Also, give the GUI the file-path of this new HTML page.
[0241] Some of the major responsibilities of the Task Manager
include: running its own separate thread so the GUI thread is not
used for this and the GUI can continue to receive events from the
user; requesting a task from the Task Server to run; downloading an
Application Module for a given task if necessary; running a task in
an Application Module which is an ActiveX Server EXE and runs in
its own parallel thread; controlling and communicating with the
Application Module; sending status to the server and retrieving
results from it (however, other subsystems are used for the actual
work even though it is initiated by the Task Server); collecting
performance data (another subsystem will do the actual collection
of this data but the Task Manager would initiate it at appropriate
times); error handling for any and all activities started by the
Task Manager; keeping track of SMP environment and starting
multiple Application Modules so there is one for each processor;
keeping track of when the network connection is down and then
initiating saving of data to the local disk for later sending to
the Task Server; storing any commands for the Task Server in a
persistent queue if the network connection is down (another
subsystem actually does the Persistent Queue Management but all the
calls to it are initiated by the Task Manager); asking the
appropriate domain objects to save themselves locally or to the
Task Server; determining when a software upgrade is necessary and
then downloading the upgrade installation program from the File
Server (then, informing the GUI client that we need to exit so the
UpgradeMe.exe can take over); and when a connection is
reestablished after some time of being disconnected, go through the
persistent queue and send all the things to the Task Server that
are pending there.
[0242] The Task Domain Objects subsystem 278 manages all the
information that is related to the task management aspect of the
Task Manager.
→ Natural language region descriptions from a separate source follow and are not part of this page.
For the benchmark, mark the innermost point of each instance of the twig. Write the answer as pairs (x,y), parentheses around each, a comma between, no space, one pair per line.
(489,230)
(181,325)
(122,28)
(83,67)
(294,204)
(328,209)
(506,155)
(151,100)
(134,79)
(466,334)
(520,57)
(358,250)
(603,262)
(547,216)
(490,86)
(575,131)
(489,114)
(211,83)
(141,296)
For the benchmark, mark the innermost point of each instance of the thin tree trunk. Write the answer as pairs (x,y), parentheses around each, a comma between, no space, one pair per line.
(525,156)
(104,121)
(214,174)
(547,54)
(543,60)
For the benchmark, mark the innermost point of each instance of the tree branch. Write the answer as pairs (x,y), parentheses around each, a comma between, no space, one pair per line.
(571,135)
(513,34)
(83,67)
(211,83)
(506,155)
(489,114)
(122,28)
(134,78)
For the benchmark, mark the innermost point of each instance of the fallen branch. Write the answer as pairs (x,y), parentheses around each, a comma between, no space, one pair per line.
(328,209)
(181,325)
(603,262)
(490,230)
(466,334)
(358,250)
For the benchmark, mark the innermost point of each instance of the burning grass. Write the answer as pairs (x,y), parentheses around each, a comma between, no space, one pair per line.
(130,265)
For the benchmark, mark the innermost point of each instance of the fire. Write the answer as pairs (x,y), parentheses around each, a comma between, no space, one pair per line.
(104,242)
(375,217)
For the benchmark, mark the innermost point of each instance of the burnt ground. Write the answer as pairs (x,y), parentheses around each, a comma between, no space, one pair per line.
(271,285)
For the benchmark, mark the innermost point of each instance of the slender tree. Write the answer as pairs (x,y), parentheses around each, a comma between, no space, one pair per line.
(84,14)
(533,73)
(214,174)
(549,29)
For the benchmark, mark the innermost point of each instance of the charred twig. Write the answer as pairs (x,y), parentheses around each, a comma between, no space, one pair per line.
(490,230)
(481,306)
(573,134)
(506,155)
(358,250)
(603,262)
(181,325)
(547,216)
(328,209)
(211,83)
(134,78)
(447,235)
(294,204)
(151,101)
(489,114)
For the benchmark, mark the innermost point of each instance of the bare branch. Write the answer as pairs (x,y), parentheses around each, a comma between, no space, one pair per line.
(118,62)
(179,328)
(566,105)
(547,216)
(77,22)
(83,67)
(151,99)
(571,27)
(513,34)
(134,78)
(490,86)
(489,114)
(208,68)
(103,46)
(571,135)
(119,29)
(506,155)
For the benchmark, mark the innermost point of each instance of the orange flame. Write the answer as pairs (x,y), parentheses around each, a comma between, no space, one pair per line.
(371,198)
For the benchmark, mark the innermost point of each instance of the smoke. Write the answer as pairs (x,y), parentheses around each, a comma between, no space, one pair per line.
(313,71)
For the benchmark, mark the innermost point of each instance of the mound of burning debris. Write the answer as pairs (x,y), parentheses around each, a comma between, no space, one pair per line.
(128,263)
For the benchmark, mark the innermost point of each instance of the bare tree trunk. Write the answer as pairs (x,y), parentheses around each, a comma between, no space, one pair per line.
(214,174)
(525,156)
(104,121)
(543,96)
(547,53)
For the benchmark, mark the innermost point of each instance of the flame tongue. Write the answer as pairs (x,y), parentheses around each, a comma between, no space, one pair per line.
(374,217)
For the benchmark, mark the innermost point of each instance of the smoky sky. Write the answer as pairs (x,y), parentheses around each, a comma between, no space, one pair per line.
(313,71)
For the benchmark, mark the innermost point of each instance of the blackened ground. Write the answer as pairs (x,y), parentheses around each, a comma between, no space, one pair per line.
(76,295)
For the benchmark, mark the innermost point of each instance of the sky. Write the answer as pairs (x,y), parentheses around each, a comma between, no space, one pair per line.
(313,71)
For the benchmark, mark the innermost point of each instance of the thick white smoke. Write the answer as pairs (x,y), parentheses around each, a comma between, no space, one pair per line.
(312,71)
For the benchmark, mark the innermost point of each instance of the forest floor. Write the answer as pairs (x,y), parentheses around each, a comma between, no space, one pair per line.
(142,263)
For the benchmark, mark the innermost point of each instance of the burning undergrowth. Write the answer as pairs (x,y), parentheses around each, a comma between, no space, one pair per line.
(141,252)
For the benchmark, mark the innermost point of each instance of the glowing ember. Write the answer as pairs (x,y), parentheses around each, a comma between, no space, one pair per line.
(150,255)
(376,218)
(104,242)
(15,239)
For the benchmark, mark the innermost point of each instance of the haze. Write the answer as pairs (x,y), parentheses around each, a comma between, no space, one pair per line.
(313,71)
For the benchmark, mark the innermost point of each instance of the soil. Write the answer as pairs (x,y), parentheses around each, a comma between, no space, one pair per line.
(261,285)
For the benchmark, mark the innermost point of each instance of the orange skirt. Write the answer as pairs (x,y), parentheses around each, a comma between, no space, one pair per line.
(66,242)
It provides an object model representing this
information to the Task Manager so all the details of persistence
are abstracted away from the Task Manager. Most of the objects in
this subsystem are public because they are intended to be used by
other subsystems, namely the Task Manager at this time. Only the
implementation details are provided in private objects.
[0243] Some of the public classes (public interface) in the Task
Domain Objects subsystem are as follows. A Task class encapsulates
all the task related information that is obtained from the Task
Server 1200 or that needs to be sent to the Task Server 1200. An
Application Module File class encapsulates the loading of the
Application Module either from the File Server 1100 or from the
local cache and running it as well. This does not represent the
actual Application Module ActiveX Server that the Task Manager
communicates with once it is running. This class is only
responsible for making sure the Application Module DLLs are
available and loaded. A Task Status call encapsulates any task
related status information that the Task Manager needs to send to
the Task Server 1200. It should be understood that there may be
additional public classes for this subsystem.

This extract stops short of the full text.